All four joined the Trust in 2000 and helped develop its three giving areas: Helping People in Need, Protecting Animals and Nature, and Enriching Community Life.
• Robert Berger is an environmental specialist, working closely with organizations on statewide conservation issues. He leads the Trust’s work in the Protecting Animals and Nature giving area, including the Fix.Adopt.Save. animal welfare initiative to reduce the number of homeless animals in the metropolitan Phoenix area. He co-founded and oversees the Summer Youth Program Fund, serving Maricopa County. Mr. Berger received a Bachelor of Science degree in journalism from Northern Arizona University.
• Belen Gonzalez leads the Trust’s work with the Arizona Youth Opportunities Initiative to improve the lives of foster youth as they age out of the child welfare system. She reviews many of the social service agency proposals. She founded the Latina Giving Circle to encourage philanthropy among the rising number of Hispanic women professionals in Arizona. Ms. Gonzalez is board chair of the Arizona Grantmakers Forum. She graduated from Arizona State University with a Bachelor of Arts degree in social work and earned a master’s degree in social work from the University of Chicago.
• David Hillman, O.D, reviews the majority of Indiana environmental proposals. His portfolio also includes grants to address homelessness, ex-offender re-entry and inclusion for individuals with disabilities. Dr. Hillman is a member of the Community Foundation of Boone County Board of Directors, chairing its grants review committee. He also serves on a number of United Way of Central Indiana committees and has leadership roles in several community initiatives. He earned two degrees from Indiana University, a Bachelor of Arts degree in biological sciences and a doctorate in optometry.

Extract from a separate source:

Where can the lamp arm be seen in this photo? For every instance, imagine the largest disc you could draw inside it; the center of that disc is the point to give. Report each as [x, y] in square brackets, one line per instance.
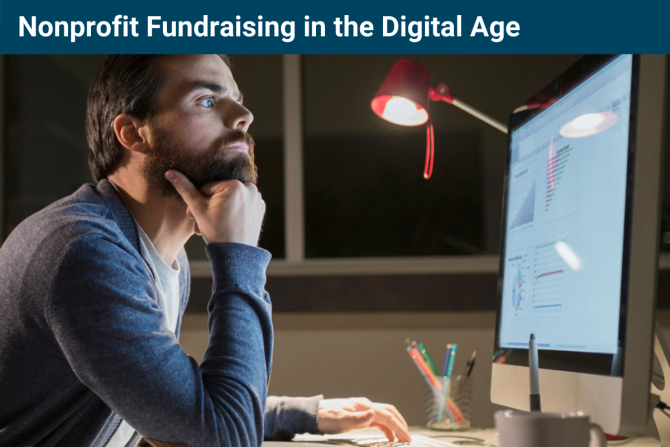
[482, 116]
[441, 93]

• Lee Ann Hoy leads the Trust’s work on the Love me. Fix me. initiative, which is increasing the number of cats and dogs spayed or neutered in the Indianapolis area. She is a member of the Indiana Philanthropy Alliance Board of Directors and the United Way of Central Indiana’s Human Services Committee. She oversees many of the Trust’s grants to social service agencies, including many assisting youth. She also manages the Trust’s work with the Summer Youth Program Fund. Ms. Hoy graduated from Franklin College with a Bachelor of Arts degree in journalism and secondary education and earned a master’s degree in public relations at Ball State University.
The Trust restructured the leadership team after the departure of its two grants programs directors, Dr. Michael Twyman, who left Indianapolis last summer for a new position at the University of Arkansas at Little Rock, and Dr. Edmund Portnoy, of Phoenix, who retired in April.
In addition to the leadership change, the Indiana and Arizona grants teams are adding one new program associate in each of their communities.
Since the Trust began grant making in 1998, it has awarded more than $224 million to nearly 900 Indiana and Arizona nonprofit organizations.